Confrontée à la prévalence des pratiques dopantes dans le sport « amateur », préoccupantes en termes de santé publique, l’Agence réaffirme la nécessité de disposer de moyens renforcés de prévention et de répression. Le nombre de contrôles est inférieur à celui de 2010 et, malgré l’effort consenti par l’Etat pour l’année 2017, la baisse risque de se poursuivre si un financement adapté n’est pas mis en place. Il pourrait provenir, par exemple, de l’attribution d’une fraction du produit de la taxe sur les droits de diffusion des compétitions sportives. L’AFLD n’a, pour sa part, cessé de développer ses ressources propres grâce à la réalisation de prestations de contrôle et d’analyse pour le compte de partenaires étrangers.

L’Agence mondiale antidopage ayant suspendu l’accréditation de près de 20 % des laboratoires antidopage dans le monde au cours de l’année 2016, le département des analyses de l’AFLD a consenti des efforts exceptionnels pour faire face à un niveau d’activité inédit : 13 549 échantillons, venant de plusieurs continents, ont ainsi été traités (+ 16,4 % par rapport à 2015). Cette augmentation génère toutefois ses propres coûts et met plus que jamais en évidence la nécessaire modernisation du laboratoire de Châtenay-Malabry.

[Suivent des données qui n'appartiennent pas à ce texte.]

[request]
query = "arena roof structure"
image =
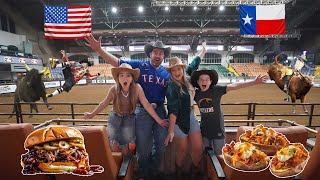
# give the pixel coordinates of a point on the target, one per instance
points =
(177, 21)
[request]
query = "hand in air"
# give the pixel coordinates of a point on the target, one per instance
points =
(93, 43)
(169, 138)
(261, 79)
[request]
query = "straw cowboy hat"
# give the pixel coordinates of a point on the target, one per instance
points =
(148, 48)
(196, 74)
(127, 68)
(175, 61)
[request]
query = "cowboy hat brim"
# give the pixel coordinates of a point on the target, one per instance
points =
(148, 48)
(196, 74)
(170, 67)
(116, 70)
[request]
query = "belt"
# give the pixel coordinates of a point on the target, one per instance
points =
(124, 114)
(154, 105)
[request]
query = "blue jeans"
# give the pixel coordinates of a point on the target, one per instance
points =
(215, 144)
(121, 130)
(150, 137)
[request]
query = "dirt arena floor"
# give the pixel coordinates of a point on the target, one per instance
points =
(267, 93)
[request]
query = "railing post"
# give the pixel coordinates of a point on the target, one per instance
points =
(311, 115)
(17, 112)
(72, 113)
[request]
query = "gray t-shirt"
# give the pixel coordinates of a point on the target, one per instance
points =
(209, 103)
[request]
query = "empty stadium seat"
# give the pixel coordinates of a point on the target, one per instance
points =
(98, 148)
(12, 137)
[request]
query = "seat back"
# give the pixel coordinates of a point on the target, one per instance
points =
(294, 134)
(311, 171)
(12, 137)
(97, 146)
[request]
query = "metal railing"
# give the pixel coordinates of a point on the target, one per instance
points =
(251, 112)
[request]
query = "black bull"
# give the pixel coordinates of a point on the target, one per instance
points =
(29, 89)
(299, 86)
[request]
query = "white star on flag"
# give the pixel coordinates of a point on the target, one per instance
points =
(247, 20)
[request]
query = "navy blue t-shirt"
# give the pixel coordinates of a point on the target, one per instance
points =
(153, 81)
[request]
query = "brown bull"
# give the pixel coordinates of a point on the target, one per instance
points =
(298, 87)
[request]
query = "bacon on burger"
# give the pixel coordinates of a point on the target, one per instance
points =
(55, 149)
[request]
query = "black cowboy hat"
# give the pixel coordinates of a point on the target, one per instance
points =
(212, 73)
(85, 61)
(158, 44)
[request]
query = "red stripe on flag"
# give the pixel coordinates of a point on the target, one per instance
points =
(77, 7)
(66, 27)
(67, 38)
(269, 27)
(75, 12)
(78, 32)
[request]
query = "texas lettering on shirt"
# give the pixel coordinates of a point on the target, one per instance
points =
(205, 102)
(147, 78)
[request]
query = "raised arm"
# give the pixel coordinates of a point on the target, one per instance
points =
(194, 65)
(259, 80)
(103, 104)
(96, 46)
(147, 106)
(203, 50)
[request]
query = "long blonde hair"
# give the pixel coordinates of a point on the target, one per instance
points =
(132, 96)
(184, 81)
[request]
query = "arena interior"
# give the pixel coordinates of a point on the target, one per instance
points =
(127, 25)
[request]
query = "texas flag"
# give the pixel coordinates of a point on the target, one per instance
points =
(262, 20)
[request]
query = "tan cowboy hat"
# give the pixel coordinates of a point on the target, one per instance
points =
(127, 68)
(196, 74)
(148, 48)
(175, 61)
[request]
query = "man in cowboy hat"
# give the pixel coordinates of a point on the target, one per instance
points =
(208, 98)
(153, 80)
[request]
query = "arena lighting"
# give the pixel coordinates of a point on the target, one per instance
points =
(114, 10)
(278, 36)
(199, 3)
(221, 8)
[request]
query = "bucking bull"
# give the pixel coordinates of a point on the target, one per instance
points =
(30, 88)
(299, 85)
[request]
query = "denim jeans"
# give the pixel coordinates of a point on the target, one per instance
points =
(121, 130)
(150, 137)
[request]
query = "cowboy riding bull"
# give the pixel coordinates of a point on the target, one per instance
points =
(298, 85)
(29, 89)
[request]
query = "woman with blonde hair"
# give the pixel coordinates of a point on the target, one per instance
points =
(125, 96)
(183, 123)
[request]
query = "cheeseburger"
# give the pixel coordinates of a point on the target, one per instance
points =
(55, 149)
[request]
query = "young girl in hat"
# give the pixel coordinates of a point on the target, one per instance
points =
(208, 98)
(183, 124)
(124, 95)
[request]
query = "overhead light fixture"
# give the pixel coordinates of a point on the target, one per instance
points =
(114, 10)
(140, 9)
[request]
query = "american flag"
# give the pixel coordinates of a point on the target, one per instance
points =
(67, 22)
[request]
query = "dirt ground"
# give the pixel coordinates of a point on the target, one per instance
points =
(266, 93)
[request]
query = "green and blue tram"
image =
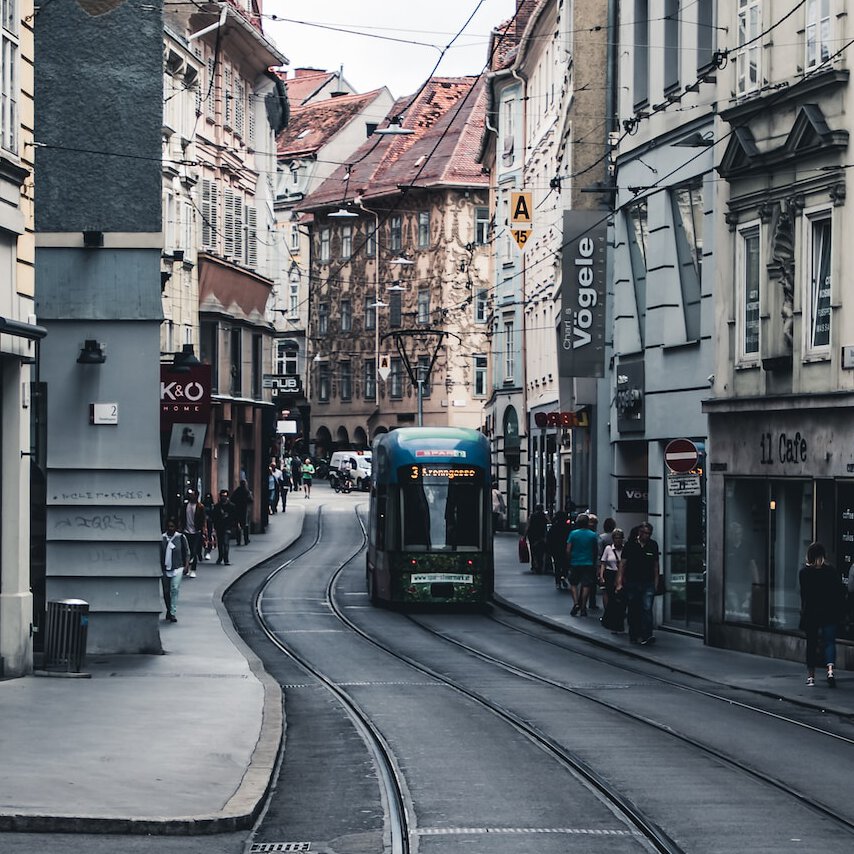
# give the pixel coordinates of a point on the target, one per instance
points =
(430, 529)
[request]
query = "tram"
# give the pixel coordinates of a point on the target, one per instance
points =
(430, 528)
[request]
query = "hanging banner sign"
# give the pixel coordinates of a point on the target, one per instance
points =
(581, 330)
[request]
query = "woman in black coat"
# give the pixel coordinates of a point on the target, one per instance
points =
(822, 606)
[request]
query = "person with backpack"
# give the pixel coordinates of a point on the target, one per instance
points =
(174, 562)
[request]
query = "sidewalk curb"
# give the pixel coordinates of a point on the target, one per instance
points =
(243, 807)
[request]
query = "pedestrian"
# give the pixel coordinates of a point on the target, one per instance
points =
(192, 525)
(582, 558)
(277, 474)
(307, 475)
(638, 578)
(609, 567)
(296, 472)
(535, 533)
(174, 562)
(208, 536)
(822, 609)
(242, 500)
(556, 545)
(499, 508)
(593, 525)
(224, 518)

La préservation de l’équité sportive et de la santé des sportifs est un impératif majeur. Or l’accès des sportifs, y compris les plus jeunes, aux substances dopantes dites « lourdes » est aujourd’hui malheureusement très aisé, malgré l’éventualité du prononcé de sévères sanctions disciplinaires, voire pénales. Face au risque sanitaire, une mobilisation renforcée des pouvoirs publics et de l’ensemble du mouvement sportif, aux côtés de l’AFLD, est indispensable ».